The market could be in for significant news this Friday, as justices of the Supreme Court are set to return from a four-week break for opinion day at 10 a.m. Eastern Time. That could see the nation’s highest court announce its decision on the legality of the Trump administration’s tariffs, although the court doesn’t provide notice of what decisions it will announce in advance. On prediction platform Polymarket, the odds of SCOTUS ruling in favor of Trump’s tariffs sit at a slim 23% and have fallen by 8% during the past week.

The ouster of Venezuelan President Nicolás Maduro and a renewed interest from President Trump in annexing Greenland have raised geopolitical tensions this week, supporting safe-haven precious metals like gold (XAUUSD) and silver (XAGUSD).
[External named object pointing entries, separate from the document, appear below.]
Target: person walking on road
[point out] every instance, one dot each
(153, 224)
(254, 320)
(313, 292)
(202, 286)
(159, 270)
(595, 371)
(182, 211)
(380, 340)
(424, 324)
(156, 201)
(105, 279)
On Tuesday, a group of European leaders issued a joint statement firmly opposing Trump’s stance.

“The Kingdom of Denmark – including Greenland – is part of NATO,” read the statement. “Security in the Arctic must therefore be achieved collectively, in conjunction with NATO allies including the United States, by upholding the principles of the UN Charter, including sovereignty, territorial integrity and the inviolability of borders.”

Looking ahead, the Fed has scheduled its first 2026 Federal Open Market Committee (FOMC) meeting for January 28, where it is expected to hold rates steady. Fed Governor Stephen Miran, who has dissented at the last few FOMC meetings in favor of a 50 bps rate cut, voiced his support for rates to come down by over 1% by year-end.

“I think policy is clearly restrictive and holding the economy back,” Miran told Fox Business. “I think that well over 100 basis points of cuts are going to be justified this year.” Miran added that a low hiring rate and a cooling labor market are reasons to support lower rates.

The S&P 500 (SPX) closed with a 0.62% gain, while the Nasdaq 100 (NDX) returned 0.89%.